April 19, 2026: during NCAA Baseball action between the Texas A&M Aggies and the LSU Tigers at the Alex Box Stadium in Baton Rouge, LA. Michael Bacigalupi
By Hunt Palmer
THE STORY
Deven Sheerin held the line. His offense never offered any real support.
Texas A&M pitching silenced LSU to finish off a sweep on Sunday, 5-2.
This one didn’t come the way you’d expect. Sheerin dumped ice water on a sizzling Aggie offense that didn’t score after the fourth. He worked a season-high 4.1 innings and punched out nine.
Offensively, LSU produced its most feeble effort of an anemic weekend. Weston Moss, who lost his starting role two weeks ago, and Gavin Lyons, who has allowed SEC teams to hit .333, combined to blank LSU over the first seven innings.
Despite the wind whipping in Caden Sorrell and Chris Hacopian were able to lace line drive homers through the breeze. Sorrell’s was a solo shot in the first, and Hacopian’s plated a pair in the third.
Zac Cowan didn’t have his trademark command. He walked three and left both pitches that were hit out of the ballpark over the middle of the plate.
The only real glimmer of LSU offense came in the eighth when Cade Arrambide greeted closer Clayton Freshcorn with a laser of a leadoff home run on a hanging slider. Derek Curiel walked and moved to third on Omar Serna’s opposite field single. Curiel then scored from third on a passed ball. With Serna at second, Eddie Yamin was hit by a pitch but was ruled to have leaned into it. That ruling was upheld by replay.
The other inning of note was the fourth when Arrambide and Curiel hit rockets to the warning track that were held up by the breeze. Jake Brown singled sharply in that frame, as well. Nothing to show for it.
A&M had scored a run in the top half on an infield chopper to third, a bloop single and a sac fly.
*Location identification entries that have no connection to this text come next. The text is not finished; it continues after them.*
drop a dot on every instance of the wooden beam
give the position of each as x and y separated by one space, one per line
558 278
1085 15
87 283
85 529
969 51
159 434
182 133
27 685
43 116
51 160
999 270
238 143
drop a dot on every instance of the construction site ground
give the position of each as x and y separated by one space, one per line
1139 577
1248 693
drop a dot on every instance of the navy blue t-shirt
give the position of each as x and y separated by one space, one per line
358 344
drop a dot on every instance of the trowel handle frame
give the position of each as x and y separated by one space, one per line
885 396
None of the contact was hard, but the result was a run.
LSU has been swept in consecutive series for the first time since March and April of 2021 when Tennessee and Vanderbilt both swept Paul Mainieri’s last team. Sitting at 6-6 was a reasonable spot. 6-12 is a whole different story.
Tiger pitching did a pretty good job on Saturday and Sunday. The offense just never showed up.
THE SCORECARD
Weston Moss: 4.1 IP, 3 H, 0 R, 2 BB, 5 K, 80 pitches, 47 strikes
Deven Sheerin: 4.1 IP, 3 H, 1 R, 1 ER, 0 BB, 9 K, 61 pitches, 47 strikes
Overall: Texas A&M 6-for-32 (.188); LSU 7-for-33 (.212)
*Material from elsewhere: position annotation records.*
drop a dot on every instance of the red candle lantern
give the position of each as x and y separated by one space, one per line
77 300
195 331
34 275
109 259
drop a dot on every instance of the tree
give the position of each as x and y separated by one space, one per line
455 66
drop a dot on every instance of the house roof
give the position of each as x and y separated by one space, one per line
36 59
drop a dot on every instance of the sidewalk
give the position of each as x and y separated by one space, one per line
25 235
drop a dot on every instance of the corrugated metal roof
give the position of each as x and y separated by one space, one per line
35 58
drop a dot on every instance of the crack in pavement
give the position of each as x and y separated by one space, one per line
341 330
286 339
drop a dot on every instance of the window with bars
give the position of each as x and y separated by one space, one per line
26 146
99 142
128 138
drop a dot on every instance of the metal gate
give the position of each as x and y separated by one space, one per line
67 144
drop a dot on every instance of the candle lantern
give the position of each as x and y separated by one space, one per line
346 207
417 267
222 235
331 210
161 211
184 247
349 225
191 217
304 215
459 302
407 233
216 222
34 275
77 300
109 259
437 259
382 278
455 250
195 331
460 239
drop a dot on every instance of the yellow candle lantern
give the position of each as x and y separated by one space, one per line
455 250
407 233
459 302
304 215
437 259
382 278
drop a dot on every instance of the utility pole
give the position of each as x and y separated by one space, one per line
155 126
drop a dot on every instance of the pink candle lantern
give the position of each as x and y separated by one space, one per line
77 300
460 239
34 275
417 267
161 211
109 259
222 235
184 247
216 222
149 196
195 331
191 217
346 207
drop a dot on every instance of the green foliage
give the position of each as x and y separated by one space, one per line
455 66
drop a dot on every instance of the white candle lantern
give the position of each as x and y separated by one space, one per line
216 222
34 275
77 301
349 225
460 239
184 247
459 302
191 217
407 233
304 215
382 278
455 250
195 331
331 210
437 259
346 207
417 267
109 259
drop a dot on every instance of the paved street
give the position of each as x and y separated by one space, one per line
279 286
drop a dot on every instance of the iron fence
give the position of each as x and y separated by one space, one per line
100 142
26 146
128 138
With Runners On: Texas A&M 3-for-14 (.214); LSU 2-for-16 (.125)
With RISP: Texas A&M 1-for-4 (.250); LSU 0-for-7 (.000)
WHAT’S NEXT
UNO visits Alex Box Stadium on Tuesday. First pitch is set for 6:30. The Tigers travel to Starkville next weekend for a three-game set with Mississippi State at Dudy Noble Field.